Chasse? Cela semble logique. Les lecteurs ont suggéré des arbalètes et des chasses au cerf. Mais les experts disent que ce n’est pas réalisable. Il faudrait réduire considérablement les populations de cerfs pour réduire le nombre de tiques. C’est politiquement et socialement difficile.

Une voie plus prometteuse réside dans la science.

Vaccins.

Les chercheurs développent des vaccins pouvant être administrés aux cerfs ou aux rongeurs. Ces animaux deviennent les hôtes des tiques. Lorsqu’une tique mord un animal vacciné, la tique meurt. Il cible le mécanisme de propagation plutôt que simplement le symptôme.

« Il faut atteindre le cerf. »

Ce n’est pas une idée marginale. Il s’agit d’une stratégie sérieuse et viable, actuellement sous-financée. Nous investissons massivement dans les zones de reproduction des moustiques, en trouvant les eaux stagnantes et en les traitant. Nous faisons la même chose pour les vers bouchères, en utilisant des rejets mâles stériles pour créer des barrières. Pourquoi ne pas appliquer le même effort soutenu et silencieux aux tiques ?

Comment vous protéger maintenant

Jusqu’à ce que les infrastructures de santé publique rattrapent leur retard, la vigilance personnelle est le seul bouclier.

Vérifiez-vous. Faites-le quotidiennement. Lorsque vous revenez des bois, du parc ou même du jardin, effectuez une analyse approfondie.

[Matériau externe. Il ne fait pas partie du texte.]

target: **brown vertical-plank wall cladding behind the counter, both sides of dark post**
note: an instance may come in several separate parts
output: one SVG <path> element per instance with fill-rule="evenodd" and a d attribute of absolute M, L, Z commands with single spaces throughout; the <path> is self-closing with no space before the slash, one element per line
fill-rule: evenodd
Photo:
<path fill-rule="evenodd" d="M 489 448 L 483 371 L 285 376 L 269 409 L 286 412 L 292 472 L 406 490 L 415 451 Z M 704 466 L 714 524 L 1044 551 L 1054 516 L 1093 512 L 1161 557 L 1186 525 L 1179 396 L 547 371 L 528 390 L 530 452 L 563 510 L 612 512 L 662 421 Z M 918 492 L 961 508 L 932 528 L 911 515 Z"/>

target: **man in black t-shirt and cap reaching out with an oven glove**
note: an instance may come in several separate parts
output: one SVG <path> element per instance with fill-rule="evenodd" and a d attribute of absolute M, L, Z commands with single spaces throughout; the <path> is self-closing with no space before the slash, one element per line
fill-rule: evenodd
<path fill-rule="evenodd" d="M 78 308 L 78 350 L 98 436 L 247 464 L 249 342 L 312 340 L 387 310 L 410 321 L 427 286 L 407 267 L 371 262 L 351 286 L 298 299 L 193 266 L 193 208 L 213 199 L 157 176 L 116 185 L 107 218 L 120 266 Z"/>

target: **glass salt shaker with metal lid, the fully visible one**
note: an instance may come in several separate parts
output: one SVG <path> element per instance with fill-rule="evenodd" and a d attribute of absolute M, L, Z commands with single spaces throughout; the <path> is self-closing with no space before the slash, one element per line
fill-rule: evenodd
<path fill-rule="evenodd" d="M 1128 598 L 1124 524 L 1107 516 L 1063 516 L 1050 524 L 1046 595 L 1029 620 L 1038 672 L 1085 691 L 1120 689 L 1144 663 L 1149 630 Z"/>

Jetez vos vêtements dans la sécheuse à feu vif pendant dix minutes. Les tiques détestent la chaleur. Il les tue là où les insecticides pourraient manquer.

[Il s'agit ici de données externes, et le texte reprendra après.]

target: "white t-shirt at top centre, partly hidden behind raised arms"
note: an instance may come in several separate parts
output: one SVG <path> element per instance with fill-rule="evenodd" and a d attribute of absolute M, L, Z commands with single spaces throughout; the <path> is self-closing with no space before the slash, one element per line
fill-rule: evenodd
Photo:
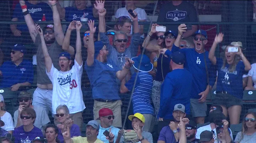
<path fill-rule="evenodd" d="M 137 7 L 134 11 L 137 12 L 137 14 L 138 14 L 138 21 L 147 20 L 148 16 L 146 15 L 146 12 L 145 12 L 144 9 Z M 118 10 L 116 11 L 115 17 L 118 18 L 120 16 L 127 16 L 127 17 L 130 18 L 128 10 L 126 9 L 126 7 L 118 8 Z M 131 28 L 131 34 L 132 33 L 133 33 L 133 30 Z"/>

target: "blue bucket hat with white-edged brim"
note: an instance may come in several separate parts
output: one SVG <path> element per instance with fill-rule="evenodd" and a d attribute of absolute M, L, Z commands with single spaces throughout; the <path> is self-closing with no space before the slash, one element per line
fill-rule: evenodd
<path fill-rule="evenodd" d="M 139 69 L 139 62 L 140 59 L 142 58 L 142 62 L 140 64 L 140 69 Z M 134 61 L 133 67 L 139 71 L 142 72 L 149 72 L 153 69 L 153 64 L 150 62 L 150 59 L 146 55 L 139 55 L 138 57 L 133 57 L 132 60 Z"/>

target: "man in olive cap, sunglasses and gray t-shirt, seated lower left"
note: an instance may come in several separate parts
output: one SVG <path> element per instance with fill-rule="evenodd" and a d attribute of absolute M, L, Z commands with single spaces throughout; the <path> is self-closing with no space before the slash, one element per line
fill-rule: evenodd
<path fill-rule="evenodd" d="M 34 126 L 40 128 L 44 133 L 44 127 L 48 125 L 50 119 L 47 115 L 47 112 L 41 106 L 32 105 L 32 95 L 28 91 L 21 91 L 18 96 L 18 101 L 20 106 L 18 110 L 14 112 L 14 126 L 15 128 L 20 127 L 22 125 L 22 120 L 20 117 L 20 113 L 26 107 L 30 107 L 36 111 L 37 118 L 35 119 Z"/>

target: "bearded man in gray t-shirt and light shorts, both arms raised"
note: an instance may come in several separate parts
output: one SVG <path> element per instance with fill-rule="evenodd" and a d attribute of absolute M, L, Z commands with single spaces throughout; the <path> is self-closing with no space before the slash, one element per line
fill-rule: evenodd
<path fill-rule="evenodd" d="M 58 55 L 63 52 L 62 43 L 64 40 L 64 33 L 62 31 L 62 25 L 60 24 L 60 16 L 56 6 L 56 0 L 49 0 L 49 3 L 52 7 L 53 11 L 53 23 L 47 25 L 43 29 L 44 36 L 44 44 L 49 52 L 50 58 L 52 58 L 52 62 L 54 67 L 59 69 L 58 66 Z M 33 105 L 41 106 L 46 111 L 52 111 L 52 89 L 53 85 L 48 76 L 46 75 L 46 65 L 44 63 L 44 55 L 42 51 L 42 44 L 40 35 L 37 34 L 36 27 L 34 25 L 34 21 L 30 16 L 30 13 L 27 10 L 27 6 L 24 0 L 20 0 L 20 5 L 22 7 L 22 12 L 25 18 L 25 21 L 28 26 L 28 30 L 30 32 L 30 36 L 34 42 L 35 47 L 37 48 L 37 88 L 33 94 Z M 73 55 L 73 51 L 69 49 L 68 52 Z M 48 110 L 47 110 L 48 109 Z"/>

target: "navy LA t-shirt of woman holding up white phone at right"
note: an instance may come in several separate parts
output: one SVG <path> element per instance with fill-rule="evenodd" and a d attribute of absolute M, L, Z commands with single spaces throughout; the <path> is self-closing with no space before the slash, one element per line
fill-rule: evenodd
<path fill-rule="evenodd" d="M 229 64 L 223 66 L 223 59 L 217 58 L 218 66 L 217 91 L 226 91 L 239 99 L 243 97 L 242 75 L 245 74 L 244 62 L 239 61 L 233 72 L 229 71 Z"/>

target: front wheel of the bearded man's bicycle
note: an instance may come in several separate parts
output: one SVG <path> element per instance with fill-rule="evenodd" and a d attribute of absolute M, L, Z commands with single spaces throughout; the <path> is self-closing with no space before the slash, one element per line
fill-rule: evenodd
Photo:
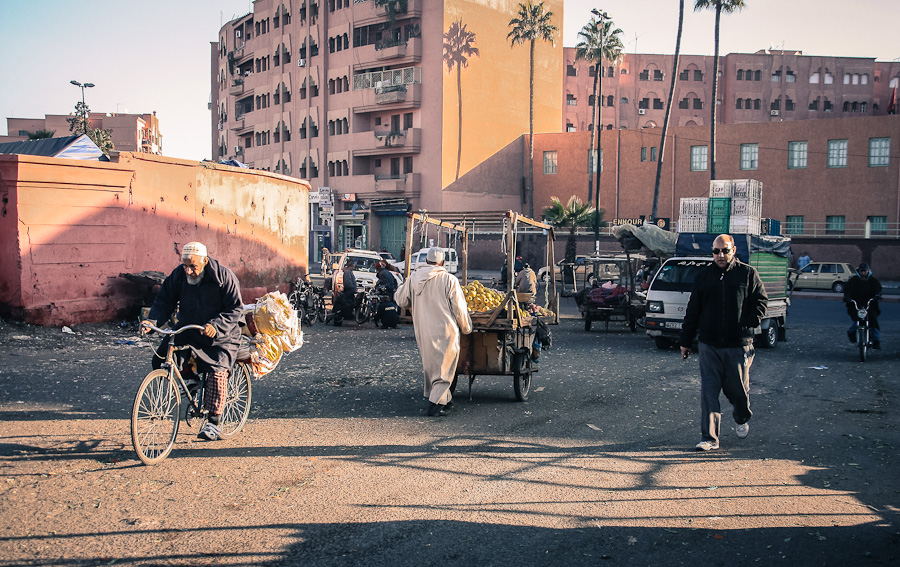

Certaines personnes utilisent un spray de perméthrine sur leurs bottes et leurs pantalons. C’est efficace si vous restez cohérent. Mais la cohérence est difficile.

Cela ne prend qu’une seule fois. Une randonnée. Un chèque oublié. C’est suffisant pour qu’une tique s’attache.

Le calendrier change également. À mesure que les hivers se réchauffent, davantage de jours dans l’année sont propices à l’activité des tiques. La fenêtre de risque s’agrandit.

Nous avons besoin d’une réponse de santé publique plus importante. Nous devons arrêter de traiter les tiques après coup dans un monde centré sur les moustiques. Car pendant que l’on s’inquiète de la morsure, les tiques gagnent déjà.